How to Get State of California AGPA Jobs:


Use A CalCareer Account
As with all jobs with the State of California, we recommend starting the application process by creating your CalCareer account and building a template of your State Job Application (STD 678). Get those 2 steps completed first, and then you'll be well on your way. It'll make things a lot easier and set you up to easily submit your application in bulk.

Take the AGPA Exam
Check the Minimum Qualifications (MQs) for the AGPA classification here. You must meet the MQs to take the exam. Before you take the exam, you will have to certify that you have the necessary work experience, education or combination thereof, prior to being allowed to take the assessment.
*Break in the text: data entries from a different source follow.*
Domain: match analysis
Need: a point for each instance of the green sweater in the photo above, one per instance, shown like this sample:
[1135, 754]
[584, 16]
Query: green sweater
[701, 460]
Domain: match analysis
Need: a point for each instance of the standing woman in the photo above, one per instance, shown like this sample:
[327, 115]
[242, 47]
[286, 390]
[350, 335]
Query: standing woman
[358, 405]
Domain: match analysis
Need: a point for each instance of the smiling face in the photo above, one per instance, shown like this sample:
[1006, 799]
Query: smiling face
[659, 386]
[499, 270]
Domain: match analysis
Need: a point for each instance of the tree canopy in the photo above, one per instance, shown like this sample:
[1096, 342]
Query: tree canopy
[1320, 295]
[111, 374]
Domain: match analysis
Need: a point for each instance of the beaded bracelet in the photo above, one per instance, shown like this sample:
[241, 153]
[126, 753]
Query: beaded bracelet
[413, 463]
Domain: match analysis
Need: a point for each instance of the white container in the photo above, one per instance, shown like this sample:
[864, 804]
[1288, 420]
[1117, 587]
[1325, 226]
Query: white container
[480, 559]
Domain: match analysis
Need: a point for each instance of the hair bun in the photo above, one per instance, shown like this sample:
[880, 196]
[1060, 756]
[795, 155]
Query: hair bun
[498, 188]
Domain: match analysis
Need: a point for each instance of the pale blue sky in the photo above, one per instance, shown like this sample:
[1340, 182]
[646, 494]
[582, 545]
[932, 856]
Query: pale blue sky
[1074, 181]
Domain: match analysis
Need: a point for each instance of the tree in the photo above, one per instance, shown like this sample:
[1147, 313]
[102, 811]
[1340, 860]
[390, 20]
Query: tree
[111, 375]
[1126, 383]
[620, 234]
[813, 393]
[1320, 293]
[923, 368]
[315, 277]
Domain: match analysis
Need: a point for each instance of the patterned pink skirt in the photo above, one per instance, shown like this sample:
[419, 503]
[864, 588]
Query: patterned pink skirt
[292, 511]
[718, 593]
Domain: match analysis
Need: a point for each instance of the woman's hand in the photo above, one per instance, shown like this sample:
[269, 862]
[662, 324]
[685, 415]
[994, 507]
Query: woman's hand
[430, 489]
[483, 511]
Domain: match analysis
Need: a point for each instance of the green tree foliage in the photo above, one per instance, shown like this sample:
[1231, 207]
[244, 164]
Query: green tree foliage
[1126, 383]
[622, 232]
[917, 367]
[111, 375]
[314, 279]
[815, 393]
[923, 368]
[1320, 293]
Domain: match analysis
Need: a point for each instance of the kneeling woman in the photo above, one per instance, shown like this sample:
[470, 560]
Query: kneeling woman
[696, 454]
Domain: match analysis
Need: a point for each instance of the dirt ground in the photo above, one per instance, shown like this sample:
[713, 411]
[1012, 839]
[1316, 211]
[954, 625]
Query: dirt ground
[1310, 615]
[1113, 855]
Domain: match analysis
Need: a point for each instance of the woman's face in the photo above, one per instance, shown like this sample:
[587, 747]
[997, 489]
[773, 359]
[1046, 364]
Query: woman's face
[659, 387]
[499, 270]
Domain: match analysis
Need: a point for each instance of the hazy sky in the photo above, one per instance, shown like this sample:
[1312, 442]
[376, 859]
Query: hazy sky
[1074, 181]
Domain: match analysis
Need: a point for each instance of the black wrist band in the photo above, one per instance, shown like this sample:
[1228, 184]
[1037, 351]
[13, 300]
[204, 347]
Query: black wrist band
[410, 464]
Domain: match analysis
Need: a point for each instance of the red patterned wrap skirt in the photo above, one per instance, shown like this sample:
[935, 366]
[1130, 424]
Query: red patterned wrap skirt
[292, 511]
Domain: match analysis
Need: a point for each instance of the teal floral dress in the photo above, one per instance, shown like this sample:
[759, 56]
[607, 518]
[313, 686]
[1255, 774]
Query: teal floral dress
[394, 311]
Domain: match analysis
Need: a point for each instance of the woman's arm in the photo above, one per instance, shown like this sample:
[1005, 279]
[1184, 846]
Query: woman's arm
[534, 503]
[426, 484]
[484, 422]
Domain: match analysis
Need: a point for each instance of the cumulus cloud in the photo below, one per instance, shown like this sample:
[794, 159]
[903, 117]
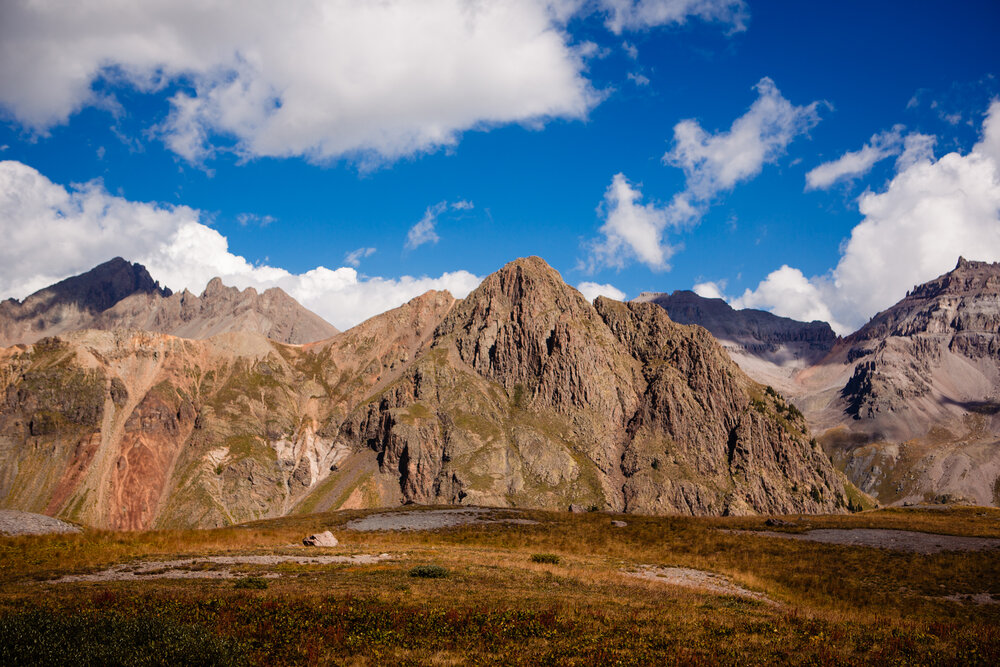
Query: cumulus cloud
[51, 232]
[323, 79]
[354, 257]
[631, 230]
[932, 212]
[591, 291]
[316, 78]
[857, 163]
[712, 163]
[638, 79]
[644, 14]
[710, 289]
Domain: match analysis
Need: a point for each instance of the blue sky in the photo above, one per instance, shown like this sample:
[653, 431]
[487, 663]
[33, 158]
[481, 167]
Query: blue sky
[452, 138]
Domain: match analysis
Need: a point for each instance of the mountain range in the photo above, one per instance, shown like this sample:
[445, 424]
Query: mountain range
[521, 394]
[908, 405]
[119, 294]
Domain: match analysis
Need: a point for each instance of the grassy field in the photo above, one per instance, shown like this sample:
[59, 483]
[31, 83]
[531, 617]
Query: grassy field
[548, 593]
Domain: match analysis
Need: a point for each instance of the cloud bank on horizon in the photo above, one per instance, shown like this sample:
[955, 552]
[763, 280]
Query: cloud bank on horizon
[712, 164]
[74, 229]
[386, 84]
[931, 212]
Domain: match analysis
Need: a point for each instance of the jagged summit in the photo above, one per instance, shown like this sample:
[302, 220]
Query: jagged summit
[96, 290]
[118, 294]
[966, 299]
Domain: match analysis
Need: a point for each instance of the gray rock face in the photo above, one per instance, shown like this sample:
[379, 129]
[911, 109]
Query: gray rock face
[121, 295]
[632, 412]
[755, 332]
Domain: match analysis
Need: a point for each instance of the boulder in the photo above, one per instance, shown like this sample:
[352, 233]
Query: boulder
[324, 539]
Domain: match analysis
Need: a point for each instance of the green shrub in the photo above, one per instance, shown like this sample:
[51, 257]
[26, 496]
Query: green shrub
[545, 558]
[429, 572]
[255, 583]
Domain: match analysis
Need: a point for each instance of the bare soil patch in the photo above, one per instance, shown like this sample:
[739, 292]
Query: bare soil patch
[698, 579]
[433, 519]
[13, 522]
[201, 568]
[881, 538]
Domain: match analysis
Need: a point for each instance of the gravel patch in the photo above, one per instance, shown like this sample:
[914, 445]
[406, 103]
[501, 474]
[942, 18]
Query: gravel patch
[698, 579]
[431, 519]
[13, 522]
[189, 567]
[897, 540]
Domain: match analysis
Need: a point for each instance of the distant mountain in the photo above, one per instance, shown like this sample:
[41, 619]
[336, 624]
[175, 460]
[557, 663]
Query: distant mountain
[118, 294]
[909, 405]
[771, 349]
[522, 394]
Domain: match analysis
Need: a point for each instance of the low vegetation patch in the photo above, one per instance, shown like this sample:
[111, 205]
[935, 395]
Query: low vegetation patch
[253, 583]
[551, 559]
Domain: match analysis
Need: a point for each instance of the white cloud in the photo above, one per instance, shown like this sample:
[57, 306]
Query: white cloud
[591, 291]
[932, 212]
[638, 79]
[318, 78]
[252, 218]
[355, 256]
[630, 229]
[423, 232]
[857, 163]
[51, 232]
[323, 79]
[644, 14]
[713, 163]
[710, 289]
[787, 292]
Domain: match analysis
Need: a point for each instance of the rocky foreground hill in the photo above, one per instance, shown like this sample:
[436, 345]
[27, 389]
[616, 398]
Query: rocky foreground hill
[119, 294]
[909, 405]
[522, 394]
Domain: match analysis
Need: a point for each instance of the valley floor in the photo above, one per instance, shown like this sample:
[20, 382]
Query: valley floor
[510, 587]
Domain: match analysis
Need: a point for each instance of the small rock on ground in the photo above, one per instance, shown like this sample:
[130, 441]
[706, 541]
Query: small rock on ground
[324, 539]
[13, 522]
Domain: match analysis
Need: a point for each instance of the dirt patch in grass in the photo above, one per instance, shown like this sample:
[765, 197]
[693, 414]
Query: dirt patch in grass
[896, 540]
[686, 577]
[199, 568]
[433, 519]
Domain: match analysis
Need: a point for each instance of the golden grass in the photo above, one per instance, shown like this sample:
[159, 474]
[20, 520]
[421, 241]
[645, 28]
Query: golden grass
[835, 603]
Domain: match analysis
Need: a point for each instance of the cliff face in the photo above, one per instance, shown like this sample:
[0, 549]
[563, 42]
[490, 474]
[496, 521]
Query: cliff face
[754, 332]
[118, 294]
[522, 394]
[913, 413]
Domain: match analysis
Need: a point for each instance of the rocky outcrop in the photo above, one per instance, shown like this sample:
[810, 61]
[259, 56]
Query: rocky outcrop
[522, 394]
[909, 403]
[530, 396]
[117, 295]
[754, 332]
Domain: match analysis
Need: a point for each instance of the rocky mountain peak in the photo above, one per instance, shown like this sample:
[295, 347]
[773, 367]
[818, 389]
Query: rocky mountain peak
[966, 299]
[100, 288]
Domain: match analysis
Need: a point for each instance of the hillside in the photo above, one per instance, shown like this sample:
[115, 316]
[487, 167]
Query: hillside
[121, 295]
[523, 394]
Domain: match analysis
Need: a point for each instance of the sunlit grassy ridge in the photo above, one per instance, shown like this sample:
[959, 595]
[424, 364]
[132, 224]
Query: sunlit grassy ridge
[497, 604]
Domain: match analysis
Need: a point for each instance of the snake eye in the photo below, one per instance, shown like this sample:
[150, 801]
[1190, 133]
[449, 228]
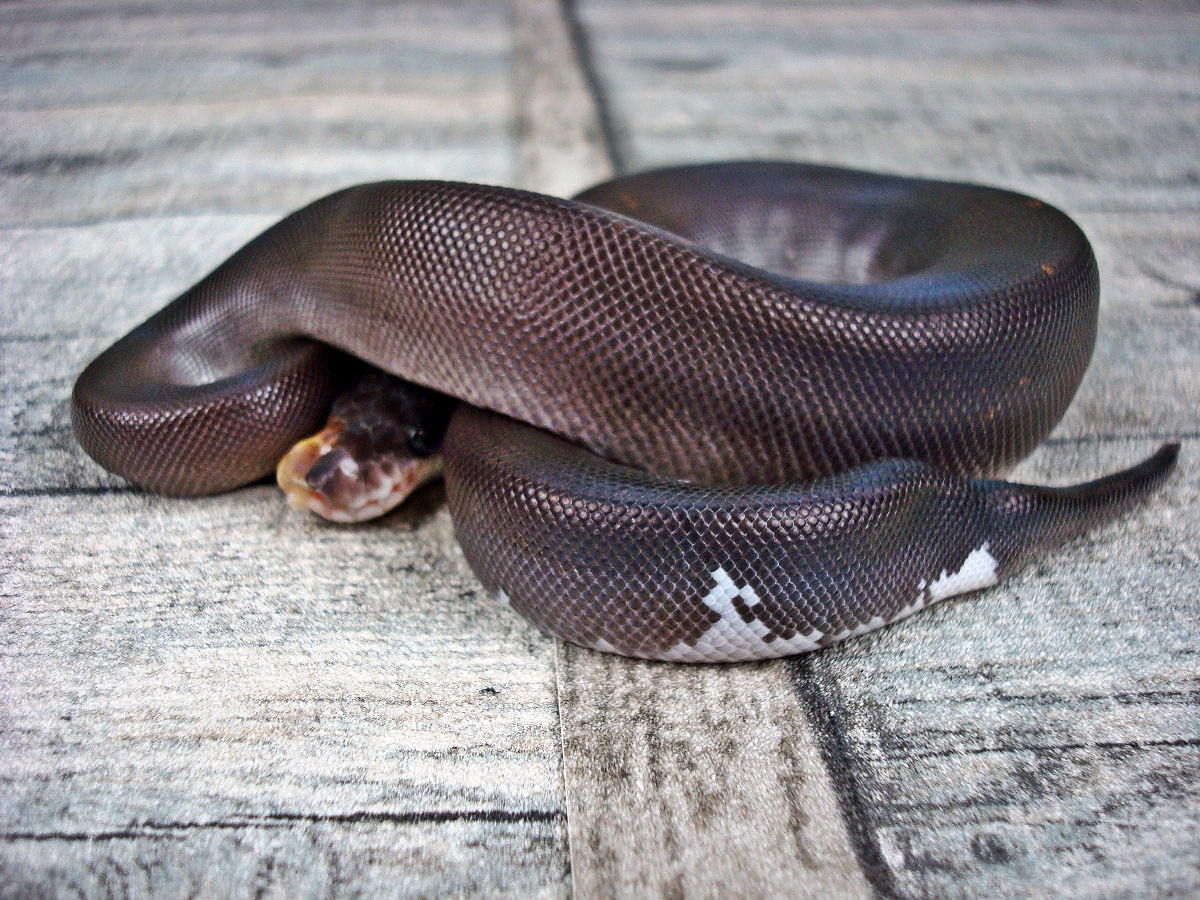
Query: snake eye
[420, 442]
After you've made sure you're qualified, take the AGPA exam online. It is a sell-assessment and should take about an hour. You will be asked questions about specific "tasks" as they relate to the class specifications. Your answers will be about your experience completing the tasks in school, through training, on the job, or that you don't have experience completing them. You must be signed into your CalCareer account to complete the exam. You can find the exam here. Make sure you read the exam bulletin before beginning.

Applying for Vacant AGPA Positions
After you’ve passed the exam you will be considered eligible for the classification and you can start applying for vacancies. You can check for open positions here. If you didn't pass the exam or got a low score, you'll have to wait 6 months before you take it again.

The minimum score to pass the exam is 70%, but most people hired into the Associate Governmental Program Analyst classification score over 80%.

Hopefully you've followed Step #1 and have your State Application (Std. 678) ready to go. If you didn't, do that now. Also, get the rest of the documents for your application package ready. The most common things that will be required along with your application are a statement of qualifications, transcripts and a resume.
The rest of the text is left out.